Table 1. Recommended Antimicrobials for Bacterial URI in Cats
| Pathogen | First‑line Drug | Alternative | Duration |
|---|---|---|---|
| Bordetella bronchiseptica | Doxycycline | Azithromycin | 10–14 d |
| Chlamydia felis | Doxycycline (topical + oral) | Amoxicillin‑clavulanate | 4 weeks |
| Mycoplasma felis | Doxycycline | Enrofloxacin (with caution) | 2 weeks |
| Streptococcus zooepidemicus | Amoxicillin‑clavulanate | Cefovecin | 2 weeks |
| Pasteurella multocida | Amoxicillin‑clavulanate | Doxycycline | 7–10 d |
Antimicrobial resistance is a growing concern. Methicillin‑resistant staphylococci and multi‑drug resistant E. coli have been isolated from feline URI cases, necessitating susceptibility testing [2]. Fluoroquinolones should be reserved for culture‑confirmed resistant infections due to risk of retinal toxicity in cats [3]. For an in‑depth review of antibiogram patterns, see Feline Upper Respiratory Tract Infections: Bacterial Etiology, Antibiograms, and Novel Therapeutics.
Control and Prevention
In multi‑cat environments, control relies on reducing stress, improving ventilation, and implementing cohort isolation [1]. Vaccination against B. bronchiseptica (intranasal) and C. felis (parenteral) is available but not universally recommended; it may be indicated in high‑risk shelters [2]. Routine cleaning with disinfectants effective against Gram‑negative bacteria and Chlamydia (e.g., accelerated hydrogen peroxide, bleach solution) is essential [3]. Recovered cats can remain carriers and should be segregated from naive populations.
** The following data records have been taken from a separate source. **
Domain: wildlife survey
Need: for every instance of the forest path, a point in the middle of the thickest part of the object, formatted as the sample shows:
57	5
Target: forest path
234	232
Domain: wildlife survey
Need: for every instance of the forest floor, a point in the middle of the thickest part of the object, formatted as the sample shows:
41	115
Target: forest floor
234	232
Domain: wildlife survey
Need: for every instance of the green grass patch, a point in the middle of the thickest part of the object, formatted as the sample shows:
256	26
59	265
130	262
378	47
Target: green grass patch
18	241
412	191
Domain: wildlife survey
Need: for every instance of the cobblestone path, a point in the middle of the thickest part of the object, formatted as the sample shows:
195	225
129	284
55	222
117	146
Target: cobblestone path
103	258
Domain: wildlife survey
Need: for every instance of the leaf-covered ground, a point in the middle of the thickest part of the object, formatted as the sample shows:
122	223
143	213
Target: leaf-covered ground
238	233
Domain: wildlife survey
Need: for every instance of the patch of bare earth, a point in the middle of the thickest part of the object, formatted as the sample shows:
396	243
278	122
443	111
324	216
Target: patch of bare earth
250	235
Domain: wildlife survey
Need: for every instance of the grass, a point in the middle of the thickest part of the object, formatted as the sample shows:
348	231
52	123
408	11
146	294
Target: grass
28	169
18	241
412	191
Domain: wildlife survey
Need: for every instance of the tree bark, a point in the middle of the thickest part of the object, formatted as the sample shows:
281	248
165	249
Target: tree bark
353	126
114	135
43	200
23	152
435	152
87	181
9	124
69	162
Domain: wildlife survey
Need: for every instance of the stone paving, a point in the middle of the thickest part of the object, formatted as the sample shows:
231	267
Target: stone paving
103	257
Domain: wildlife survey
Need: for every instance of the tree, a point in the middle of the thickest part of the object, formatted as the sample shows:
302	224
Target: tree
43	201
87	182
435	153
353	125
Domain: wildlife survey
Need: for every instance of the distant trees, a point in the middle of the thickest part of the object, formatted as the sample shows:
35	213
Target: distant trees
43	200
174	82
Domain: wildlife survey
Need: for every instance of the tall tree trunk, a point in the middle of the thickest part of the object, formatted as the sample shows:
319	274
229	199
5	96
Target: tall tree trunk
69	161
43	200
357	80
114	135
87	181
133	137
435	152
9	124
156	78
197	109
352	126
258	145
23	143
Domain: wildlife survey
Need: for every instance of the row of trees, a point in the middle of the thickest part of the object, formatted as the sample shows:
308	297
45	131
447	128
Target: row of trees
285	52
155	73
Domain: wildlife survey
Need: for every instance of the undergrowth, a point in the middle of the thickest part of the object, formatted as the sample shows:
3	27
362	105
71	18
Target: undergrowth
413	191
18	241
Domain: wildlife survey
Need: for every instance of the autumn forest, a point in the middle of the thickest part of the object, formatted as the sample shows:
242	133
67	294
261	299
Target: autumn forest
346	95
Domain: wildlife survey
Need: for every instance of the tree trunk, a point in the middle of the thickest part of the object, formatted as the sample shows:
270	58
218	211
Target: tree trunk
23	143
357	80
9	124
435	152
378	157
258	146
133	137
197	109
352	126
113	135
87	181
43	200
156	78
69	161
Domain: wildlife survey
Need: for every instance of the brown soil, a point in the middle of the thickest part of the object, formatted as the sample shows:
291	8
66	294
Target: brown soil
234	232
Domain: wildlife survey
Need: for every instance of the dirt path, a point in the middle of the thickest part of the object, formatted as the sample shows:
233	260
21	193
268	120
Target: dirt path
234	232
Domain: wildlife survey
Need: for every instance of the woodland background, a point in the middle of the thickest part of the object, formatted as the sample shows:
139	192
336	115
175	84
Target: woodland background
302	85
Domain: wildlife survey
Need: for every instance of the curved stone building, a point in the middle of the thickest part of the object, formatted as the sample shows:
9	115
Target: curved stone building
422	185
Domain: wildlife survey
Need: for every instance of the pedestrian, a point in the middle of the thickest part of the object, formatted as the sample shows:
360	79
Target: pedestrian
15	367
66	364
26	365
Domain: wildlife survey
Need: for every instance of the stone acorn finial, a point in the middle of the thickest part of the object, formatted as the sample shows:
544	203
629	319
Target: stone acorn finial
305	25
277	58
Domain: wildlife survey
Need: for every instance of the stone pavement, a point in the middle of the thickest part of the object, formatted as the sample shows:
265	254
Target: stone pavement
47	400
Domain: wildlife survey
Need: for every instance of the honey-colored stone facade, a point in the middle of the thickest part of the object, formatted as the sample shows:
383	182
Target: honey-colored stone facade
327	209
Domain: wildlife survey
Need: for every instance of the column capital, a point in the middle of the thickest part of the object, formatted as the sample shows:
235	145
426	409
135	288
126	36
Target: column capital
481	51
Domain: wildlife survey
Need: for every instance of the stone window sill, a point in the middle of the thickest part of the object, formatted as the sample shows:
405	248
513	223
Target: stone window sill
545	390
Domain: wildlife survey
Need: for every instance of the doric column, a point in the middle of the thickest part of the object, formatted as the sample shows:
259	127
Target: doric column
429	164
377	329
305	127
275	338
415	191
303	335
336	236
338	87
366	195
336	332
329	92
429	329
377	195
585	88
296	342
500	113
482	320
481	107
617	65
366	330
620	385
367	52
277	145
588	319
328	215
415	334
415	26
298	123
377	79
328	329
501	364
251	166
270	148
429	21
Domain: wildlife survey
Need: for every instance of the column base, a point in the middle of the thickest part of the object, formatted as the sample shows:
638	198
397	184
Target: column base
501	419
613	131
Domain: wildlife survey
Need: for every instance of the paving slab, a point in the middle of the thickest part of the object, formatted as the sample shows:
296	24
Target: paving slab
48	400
For public health considerations, see Feline Upper Respiratory Infections: Zoonotic Potential and Public Health.
Conclusion
Bacterial pathogens play a critical role in the pathogenesis and persistence of feline upper respiratory infections. A systematic diagnostic approach incorporating cytology, culture, and molecular testing allows targeted therapy and reduces unnecessary antimicrobial use. The emergence of resistant strains underscores the need for routine susceptibility testing and adherence to evidence‑based treatment protocols. Clinicians managing [cat bacterial respiratory infection] cases should integrate laboratory diagnostics with environmental management to optimize outcomes.
References
[1] Greene CE, Sykes JE. Infectious Diseases of the Dog and Cat. 4th ed. St. Louis: Elsevier; 2012.
[2] Lappin MR. Feline Internal Medicine. 7th ed. St. Louis: Elsevier; 2020.
[3] Merck & Co. The Merck Veterinary Manual. 11th ed. Kenilworth: Merck Sharp & Dohme Corp.; 2016. *** Disclaimer: This article is for educational and informational purposes only. It is not intended to substitute for professional veterinary advice, diagnosis, treatment, or regulatory guidance. Always consult a licensed veterinarian or qualified specialist regarding animal health, disease diagnosis, and therapeutic decisions.